# Deep Fried Pickles, how does one bread them...



## KevInAlaska (Jul 9, 2007)

Deep Friend Pickles, how does one bread them?  Actually is it bread.  Anyone have a recipe.  Who has made them?

I might have to make them instead of being able to have them purchased.

I know some of you mentioned you liked them or loved them.  Did you make them?

Sincerely,

Kevin in Alaska


----------



## GrillingFool (Jul 9, 2007)

I bread mine with House of Autrey Medium Hot breading mix. 
Which is, if I remember correctly, a mix of flour, cornmeal and spices.
I use dills cut into fourths.
They get dried off, floured, dredged in egg, floured, 
then fried in 375 degree oil for a couple of minutes.
To be honest, I am not totally happy with my breading,
sometimes it falls off.
But not as often, since I got a thermometer to make
sure my oil is hot, LOLOLOLOL!
Oh, gotta use Mt. Olive Zesty Dills, too.


----------



## Uncle Bob (Jul 9, 2007)

Here fried dill pickles are quite popular. Always of the "hamburger slice" variety. After trying every commercial breading mixture I could find, as well as home made, I settled on a beer batter with added spices for flavor. Also just as soon as they are taken up. they are dusted with "Magic Dust" consisting mostly of garlic and cayenne pepper. Eat them while they are hot and...

Enjoy!


----------



## Harborwitch (Jul 9, 2007)

I make a beer batter for mine because we usually make them when we're having other beer battered stuff.  Love the crazy things.  

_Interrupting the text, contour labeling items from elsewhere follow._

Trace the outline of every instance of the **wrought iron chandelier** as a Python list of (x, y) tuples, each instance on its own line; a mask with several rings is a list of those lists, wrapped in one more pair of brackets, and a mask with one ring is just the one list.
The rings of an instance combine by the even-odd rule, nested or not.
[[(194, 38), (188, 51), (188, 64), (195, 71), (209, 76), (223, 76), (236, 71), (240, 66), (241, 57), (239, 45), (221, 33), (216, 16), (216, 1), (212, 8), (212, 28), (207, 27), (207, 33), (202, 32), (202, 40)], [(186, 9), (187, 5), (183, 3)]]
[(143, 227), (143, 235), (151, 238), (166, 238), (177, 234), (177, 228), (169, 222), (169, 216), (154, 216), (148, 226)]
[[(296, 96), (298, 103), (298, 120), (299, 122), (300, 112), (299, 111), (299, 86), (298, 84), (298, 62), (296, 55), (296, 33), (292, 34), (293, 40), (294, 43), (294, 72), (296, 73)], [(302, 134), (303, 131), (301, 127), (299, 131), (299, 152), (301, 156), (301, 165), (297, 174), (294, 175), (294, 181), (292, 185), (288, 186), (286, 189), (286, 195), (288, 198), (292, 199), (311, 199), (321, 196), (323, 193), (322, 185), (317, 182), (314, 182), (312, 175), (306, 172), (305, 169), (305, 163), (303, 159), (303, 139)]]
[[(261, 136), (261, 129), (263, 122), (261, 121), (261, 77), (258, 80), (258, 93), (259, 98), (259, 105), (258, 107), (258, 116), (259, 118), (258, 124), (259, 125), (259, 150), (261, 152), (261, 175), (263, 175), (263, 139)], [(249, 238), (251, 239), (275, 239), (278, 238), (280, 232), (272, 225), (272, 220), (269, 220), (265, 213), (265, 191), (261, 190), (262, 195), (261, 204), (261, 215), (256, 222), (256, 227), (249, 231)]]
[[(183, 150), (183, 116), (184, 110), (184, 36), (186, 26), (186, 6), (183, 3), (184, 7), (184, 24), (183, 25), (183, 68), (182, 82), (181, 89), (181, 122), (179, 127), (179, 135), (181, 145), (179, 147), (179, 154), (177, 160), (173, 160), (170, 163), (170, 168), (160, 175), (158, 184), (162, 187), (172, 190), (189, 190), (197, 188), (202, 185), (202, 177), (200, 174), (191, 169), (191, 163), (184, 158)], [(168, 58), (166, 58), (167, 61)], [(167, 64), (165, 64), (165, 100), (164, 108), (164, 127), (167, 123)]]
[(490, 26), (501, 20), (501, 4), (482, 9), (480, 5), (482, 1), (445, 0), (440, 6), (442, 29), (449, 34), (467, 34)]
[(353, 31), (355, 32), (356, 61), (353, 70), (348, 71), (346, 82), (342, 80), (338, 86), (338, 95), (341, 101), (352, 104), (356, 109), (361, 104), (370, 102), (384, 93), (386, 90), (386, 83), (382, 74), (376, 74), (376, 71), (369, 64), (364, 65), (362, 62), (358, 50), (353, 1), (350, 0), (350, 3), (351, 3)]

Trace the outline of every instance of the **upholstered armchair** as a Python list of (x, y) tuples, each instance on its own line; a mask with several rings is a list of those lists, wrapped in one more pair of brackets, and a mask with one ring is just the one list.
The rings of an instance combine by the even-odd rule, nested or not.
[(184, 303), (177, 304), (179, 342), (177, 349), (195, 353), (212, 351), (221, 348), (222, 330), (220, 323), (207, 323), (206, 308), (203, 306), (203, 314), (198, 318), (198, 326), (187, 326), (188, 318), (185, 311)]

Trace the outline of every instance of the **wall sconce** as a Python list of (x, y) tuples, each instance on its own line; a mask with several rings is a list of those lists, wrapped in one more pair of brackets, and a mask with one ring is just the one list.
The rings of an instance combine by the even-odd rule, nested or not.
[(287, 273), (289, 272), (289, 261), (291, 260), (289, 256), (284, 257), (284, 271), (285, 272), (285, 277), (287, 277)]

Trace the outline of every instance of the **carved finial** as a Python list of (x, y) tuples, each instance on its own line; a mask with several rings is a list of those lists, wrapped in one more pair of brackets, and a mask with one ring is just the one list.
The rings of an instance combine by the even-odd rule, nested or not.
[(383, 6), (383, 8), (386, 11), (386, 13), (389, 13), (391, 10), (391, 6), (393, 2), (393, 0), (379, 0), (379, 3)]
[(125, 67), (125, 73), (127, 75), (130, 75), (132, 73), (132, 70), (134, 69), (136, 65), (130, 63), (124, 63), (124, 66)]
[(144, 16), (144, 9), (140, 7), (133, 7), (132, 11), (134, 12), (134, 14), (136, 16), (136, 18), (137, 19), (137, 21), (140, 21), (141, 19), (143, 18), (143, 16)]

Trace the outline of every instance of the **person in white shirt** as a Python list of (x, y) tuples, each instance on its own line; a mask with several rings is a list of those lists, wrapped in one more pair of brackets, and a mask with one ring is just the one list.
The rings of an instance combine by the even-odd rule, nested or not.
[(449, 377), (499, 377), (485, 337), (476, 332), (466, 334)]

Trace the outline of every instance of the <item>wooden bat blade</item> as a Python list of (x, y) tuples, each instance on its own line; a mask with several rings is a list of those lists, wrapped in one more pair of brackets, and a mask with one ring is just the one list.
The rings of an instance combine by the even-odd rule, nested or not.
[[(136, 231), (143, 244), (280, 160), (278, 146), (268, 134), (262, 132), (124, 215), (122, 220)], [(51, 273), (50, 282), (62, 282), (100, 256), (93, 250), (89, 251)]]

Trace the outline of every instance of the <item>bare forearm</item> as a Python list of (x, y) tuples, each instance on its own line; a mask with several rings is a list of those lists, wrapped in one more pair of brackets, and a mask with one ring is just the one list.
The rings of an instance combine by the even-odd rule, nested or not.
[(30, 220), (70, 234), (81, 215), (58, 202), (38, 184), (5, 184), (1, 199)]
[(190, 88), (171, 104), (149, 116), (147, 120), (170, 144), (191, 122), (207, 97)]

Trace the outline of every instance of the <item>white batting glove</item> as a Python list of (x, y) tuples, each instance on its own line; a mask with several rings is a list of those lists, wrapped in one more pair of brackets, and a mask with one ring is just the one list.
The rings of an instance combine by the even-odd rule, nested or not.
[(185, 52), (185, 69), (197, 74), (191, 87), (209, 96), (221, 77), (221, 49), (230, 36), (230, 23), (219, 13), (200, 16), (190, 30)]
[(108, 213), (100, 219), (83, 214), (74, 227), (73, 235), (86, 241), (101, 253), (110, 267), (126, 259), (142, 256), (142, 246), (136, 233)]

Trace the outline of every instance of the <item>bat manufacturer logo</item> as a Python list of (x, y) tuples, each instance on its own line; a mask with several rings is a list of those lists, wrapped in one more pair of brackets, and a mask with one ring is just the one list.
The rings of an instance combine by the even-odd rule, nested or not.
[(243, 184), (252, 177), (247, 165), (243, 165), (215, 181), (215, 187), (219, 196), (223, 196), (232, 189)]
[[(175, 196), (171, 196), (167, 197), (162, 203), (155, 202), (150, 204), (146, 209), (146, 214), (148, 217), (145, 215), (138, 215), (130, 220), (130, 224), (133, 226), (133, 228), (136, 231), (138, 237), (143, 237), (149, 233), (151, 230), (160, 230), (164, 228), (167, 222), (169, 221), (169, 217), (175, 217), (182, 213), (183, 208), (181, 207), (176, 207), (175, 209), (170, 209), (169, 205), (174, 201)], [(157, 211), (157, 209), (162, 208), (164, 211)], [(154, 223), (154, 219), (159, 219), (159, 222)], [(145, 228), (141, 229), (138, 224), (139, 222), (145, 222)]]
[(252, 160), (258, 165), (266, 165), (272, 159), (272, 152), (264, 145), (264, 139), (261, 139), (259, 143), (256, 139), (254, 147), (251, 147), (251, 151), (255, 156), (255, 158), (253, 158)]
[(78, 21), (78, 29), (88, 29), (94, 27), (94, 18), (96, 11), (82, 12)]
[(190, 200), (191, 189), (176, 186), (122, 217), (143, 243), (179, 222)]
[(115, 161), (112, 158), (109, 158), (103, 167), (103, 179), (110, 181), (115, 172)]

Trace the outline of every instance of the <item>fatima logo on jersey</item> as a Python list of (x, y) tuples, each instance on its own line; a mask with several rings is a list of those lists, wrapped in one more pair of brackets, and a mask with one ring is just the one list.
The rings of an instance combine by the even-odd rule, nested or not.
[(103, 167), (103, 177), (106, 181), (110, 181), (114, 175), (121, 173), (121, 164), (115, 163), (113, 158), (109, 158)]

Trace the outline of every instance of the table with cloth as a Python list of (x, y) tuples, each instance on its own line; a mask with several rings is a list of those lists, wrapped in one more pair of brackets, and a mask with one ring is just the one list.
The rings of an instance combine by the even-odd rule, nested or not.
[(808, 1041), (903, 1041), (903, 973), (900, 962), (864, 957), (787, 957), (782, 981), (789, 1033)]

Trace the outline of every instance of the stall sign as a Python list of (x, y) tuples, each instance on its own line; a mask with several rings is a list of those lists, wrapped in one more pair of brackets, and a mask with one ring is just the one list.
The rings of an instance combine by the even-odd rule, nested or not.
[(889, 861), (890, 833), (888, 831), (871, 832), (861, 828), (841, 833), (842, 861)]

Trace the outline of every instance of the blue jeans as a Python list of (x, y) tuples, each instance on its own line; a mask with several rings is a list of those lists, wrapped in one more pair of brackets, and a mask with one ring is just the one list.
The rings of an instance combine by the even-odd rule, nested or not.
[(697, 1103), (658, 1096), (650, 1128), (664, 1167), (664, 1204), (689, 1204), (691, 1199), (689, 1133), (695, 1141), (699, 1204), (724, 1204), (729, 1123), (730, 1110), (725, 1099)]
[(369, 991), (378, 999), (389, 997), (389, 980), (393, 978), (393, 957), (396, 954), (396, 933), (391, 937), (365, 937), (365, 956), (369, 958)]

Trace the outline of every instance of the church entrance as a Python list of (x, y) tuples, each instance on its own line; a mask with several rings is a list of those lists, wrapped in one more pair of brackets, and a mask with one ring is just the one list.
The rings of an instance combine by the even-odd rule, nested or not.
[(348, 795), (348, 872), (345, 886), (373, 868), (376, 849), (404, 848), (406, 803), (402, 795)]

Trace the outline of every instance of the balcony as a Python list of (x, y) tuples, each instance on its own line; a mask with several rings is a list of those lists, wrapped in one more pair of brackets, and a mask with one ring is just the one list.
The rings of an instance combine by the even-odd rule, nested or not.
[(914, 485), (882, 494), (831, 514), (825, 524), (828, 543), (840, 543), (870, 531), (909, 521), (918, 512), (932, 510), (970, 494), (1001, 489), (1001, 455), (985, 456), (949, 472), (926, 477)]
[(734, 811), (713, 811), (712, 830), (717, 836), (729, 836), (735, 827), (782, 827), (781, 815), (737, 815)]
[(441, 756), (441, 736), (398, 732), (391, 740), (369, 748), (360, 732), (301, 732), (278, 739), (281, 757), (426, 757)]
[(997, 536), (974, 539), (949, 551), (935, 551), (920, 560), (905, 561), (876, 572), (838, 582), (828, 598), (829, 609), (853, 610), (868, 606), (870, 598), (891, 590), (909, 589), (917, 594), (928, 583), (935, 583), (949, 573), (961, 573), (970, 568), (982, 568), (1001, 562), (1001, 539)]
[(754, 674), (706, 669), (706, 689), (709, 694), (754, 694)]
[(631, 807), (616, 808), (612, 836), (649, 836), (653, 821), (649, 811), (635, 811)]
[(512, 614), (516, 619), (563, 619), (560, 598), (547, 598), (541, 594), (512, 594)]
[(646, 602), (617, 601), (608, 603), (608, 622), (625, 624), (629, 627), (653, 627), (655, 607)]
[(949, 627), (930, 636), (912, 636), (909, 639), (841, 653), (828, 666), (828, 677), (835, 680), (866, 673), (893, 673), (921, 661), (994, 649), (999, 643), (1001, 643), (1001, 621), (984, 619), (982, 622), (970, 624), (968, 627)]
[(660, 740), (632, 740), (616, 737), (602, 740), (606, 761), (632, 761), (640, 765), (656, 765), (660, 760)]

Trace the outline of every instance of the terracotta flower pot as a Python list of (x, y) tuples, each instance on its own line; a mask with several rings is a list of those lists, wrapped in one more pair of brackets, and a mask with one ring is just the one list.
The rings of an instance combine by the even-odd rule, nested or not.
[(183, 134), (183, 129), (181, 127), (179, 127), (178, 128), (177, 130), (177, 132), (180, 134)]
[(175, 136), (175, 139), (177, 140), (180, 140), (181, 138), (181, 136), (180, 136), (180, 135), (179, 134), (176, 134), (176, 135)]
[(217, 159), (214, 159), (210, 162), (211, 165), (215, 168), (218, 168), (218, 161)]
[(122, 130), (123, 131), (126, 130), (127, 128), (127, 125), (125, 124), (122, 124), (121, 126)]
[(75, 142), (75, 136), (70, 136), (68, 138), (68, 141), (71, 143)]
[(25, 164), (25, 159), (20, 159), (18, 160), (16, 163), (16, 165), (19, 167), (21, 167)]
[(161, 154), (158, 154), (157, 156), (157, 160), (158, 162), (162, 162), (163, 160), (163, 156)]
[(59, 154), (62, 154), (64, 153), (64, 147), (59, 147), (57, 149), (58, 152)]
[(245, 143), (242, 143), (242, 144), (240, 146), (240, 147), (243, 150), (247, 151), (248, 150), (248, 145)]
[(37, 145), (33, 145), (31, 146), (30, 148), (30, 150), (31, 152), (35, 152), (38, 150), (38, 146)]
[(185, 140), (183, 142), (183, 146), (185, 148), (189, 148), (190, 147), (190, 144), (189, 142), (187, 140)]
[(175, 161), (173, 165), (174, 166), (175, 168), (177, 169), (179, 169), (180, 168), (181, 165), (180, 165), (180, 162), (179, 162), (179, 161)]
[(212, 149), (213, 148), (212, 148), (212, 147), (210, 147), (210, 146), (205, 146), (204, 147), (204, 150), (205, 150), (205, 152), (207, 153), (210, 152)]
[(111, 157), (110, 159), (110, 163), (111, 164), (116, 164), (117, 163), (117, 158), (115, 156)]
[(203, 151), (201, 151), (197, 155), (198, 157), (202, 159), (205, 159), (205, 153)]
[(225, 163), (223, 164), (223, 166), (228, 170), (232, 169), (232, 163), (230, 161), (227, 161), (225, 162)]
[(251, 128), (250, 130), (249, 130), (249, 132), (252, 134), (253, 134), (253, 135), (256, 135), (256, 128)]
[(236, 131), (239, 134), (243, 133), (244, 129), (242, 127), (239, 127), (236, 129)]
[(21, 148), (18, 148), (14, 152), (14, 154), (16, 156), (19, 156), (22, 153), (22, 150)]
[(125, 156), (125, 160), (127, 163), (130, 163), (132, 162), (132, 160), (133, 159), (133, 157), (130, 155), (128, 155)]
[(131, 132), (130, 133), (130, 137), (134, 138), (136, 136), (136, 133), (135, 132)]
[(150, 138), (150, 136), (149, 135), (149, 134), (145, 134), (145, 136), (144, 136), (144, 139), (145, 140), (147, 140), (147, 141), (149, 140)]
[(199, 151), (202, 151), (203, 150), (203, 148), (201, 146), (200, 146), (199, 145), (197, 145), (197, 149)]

This is more traditional batter - In a shallow bowl beat 1 egg and 1 cup milk.  Add 2 tsp Worcestershire sauce, 1/4 tsp tabasco sauace, 1/4 tsp ground cayenne pepper and 1/4 tsp garlic powder, and salt and pepper to taste.

In another small bowl mix 1 1/2 c. all purpose flour and salt and pepper to taste.  Dip into milk mixture and then into flour.  Fry in 350 degree oil for about a minute - moving to brow evenly.  Drain on paper towels and keep warm in a 200 degree oven.

This calls for baby dills sliced crossways into 1/4" slices but we used regular dills sliced into 1/2" slices. 

What's really fun is to make up a bunch of them and let your guests try to figure out what they are.


----------